Object detection in images is one of the most widely explored tasks in computer visionhe2017mask ; he2016deep . Existing deep learning approaches to solve this task (e.g., R-CNN girshick2014rich and its variants girshick2015fast ; ren2015fasterrcnn ; he2017mask
) mainly rely on region proposal mechanisms (e.g., region proposal networks (RPNs)) to generate potential bounding boxes in an image and then classify these bounding boxes to achieve object detection. Although such mechanisms can generally achieve a good detection performance under normal circumstances, their recall in a scene with extreme cases (e.g., complex occlusion (Fig.1(a)), poor illumination (Fig. 1(b)), and large-scale small objects (Fig. 1(c))) is unacceptably low.
Specifically, detecting objects under extreme cases via region proposal mechanisms encounters two challenges: First, the performance of region proposal mechanisms highly depends on the purity of bounding boxes guo2016deep ; however, the annotated bounding boxes in extreme cases usually contain much more environment noise than those in normal cases. This inevitably increases the difficulty of model learning and decreases the resulting confidence scores of bounding boxes, which consequently weakens the detection performance.

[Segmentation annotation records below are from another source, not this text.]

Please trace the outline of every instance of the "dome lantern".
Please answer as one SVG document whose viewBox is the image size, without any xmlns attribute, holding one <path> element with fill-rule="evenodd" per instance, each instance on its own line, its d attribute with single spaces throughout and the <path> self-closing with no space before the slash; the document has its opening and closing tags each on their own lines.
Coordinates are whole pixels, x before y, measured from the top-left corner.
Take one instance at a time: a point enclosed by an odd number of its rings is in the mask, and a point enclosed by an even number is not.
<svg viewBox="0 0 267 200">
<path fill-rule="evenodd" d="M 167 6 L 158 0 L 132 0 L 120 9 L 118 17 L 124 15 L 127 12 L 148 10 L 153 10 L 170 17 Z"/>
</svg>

Second, non-maximum suppression (NMS) operations are used in region proposal mechanisms to select target boxes by setting an intersection over union (IoU) threshold to filter other bounding boxes. However, it is very hard (and sometimes even impossible) to find an appropriate threshold to adapt to the very complex situations in extreme cases.
Motivated by this, in this work, we propose a weakly supervised multimodal annotation segmentation (WSMA-Seg) approach, which uses segmentation models to achieve an accurate and robust object detection without NMS. It consists of two phases, namely, a training and a testing phase. In the training phase, WSMA-Seg first converts weakly supervised bounding box annotations in detection tasks to multi-channel segmentation-like masks, called multimodal annotations; then, a segmentation model is trained using multimodal annotations as labels to learn multimodal heatmaps for the training images. In the testing phase, the resulting heatmaps of a given test image are converted into an instance-aware segmentation map based on a pixel-level logic operation; then, a contour tracing operation is conducted to generate contours for objects using the segmentation map; finally, bounding boxes of objects are created as circumscribed quadrilaterals of their corresponding contours.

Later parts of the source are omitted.